In recent weeks, Irda has also run large advertisements in newspapers warning the public against fraudsters masquerading as insurance agents.
"BEWARE" screams a signboard held by a comic character dressed as Superman in an ad. "There are certain fraudulent phone calls by persons claiming to be employees of Irda trying to sell insurance policies," it says, advising readers to report such calls to the nearest police station.
India's financial services sector contributes 15 per cent to the country's GDP. The sector's contribution is expected to exceed 17 per cent this year as the country's high savings rate - 34 per cent and expected to reach 35.3 per cent next year - offers the financial markets new opportunities to grow.

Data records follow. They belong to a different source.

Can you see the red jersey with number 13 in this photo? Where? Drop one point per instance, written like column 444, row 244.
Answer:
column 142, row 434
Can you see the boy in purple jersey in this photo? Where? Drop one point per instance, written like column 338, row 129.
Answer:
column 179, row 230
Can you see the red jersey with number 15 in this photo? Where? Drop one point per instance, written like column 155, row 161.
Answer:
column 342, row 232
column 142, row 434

The US$41 billion (Dh150.58bn) insurance industry is among the strongest contributors to the sector's growth. The lobby group the Life Insurance Council says India is the world's fifth-largest insurance market and expects it to grow into a $66.8bn market for insurance products this year. There are 23 life insurers in India with total assets of 13 trillion rupees (Dh1.07tn).
As the sector booms, competition has led to a rise in fraud cases. A growing pool of 3 million agents for retail financial products - 2.8 million in the insurance sector alone - caters to 188 million investors.
"At the heart of mis-selling lies the conflicting interests of the agent and the consumer," says Harsh Roongta, the chief executive at ApnaPaisa, a personal-finance web portal.
"If the agent makes his commission when the sale is consummated, rather than when the consumer himself makes money, then he is likely to push products that earn him the highest commission rather than those that fit the needs of the consumer."
The lack of financial literacy and greed for unrealistic returns has worsened the rate of such fraud, Mr Roongta says.
"Consumers clearly prefer products that provide guaranteed returns which are much higher than can justifiably be provided," he says. "Mis-selling seeks to fill this insurmountable gap that should actually be filled in by consumer education."
In December, Indian authorities arrested a relationship manager from Citibank on charges of fraud - amounting to 3bn rupees - related to the misrepresentation of investment products to some high net worth individuals in the northern town of Gurgaon.
Shivraj Puri, the man accused, is alleged to have used fake investment documents to lure potential customers with a high double-digit rate of return.
To curb the misrepresentation of financial products, Irda has also ruled that single-premium, unit-linked insurance plans with an annual premium exceeding 100,000 rupees cannot be marketed by phone.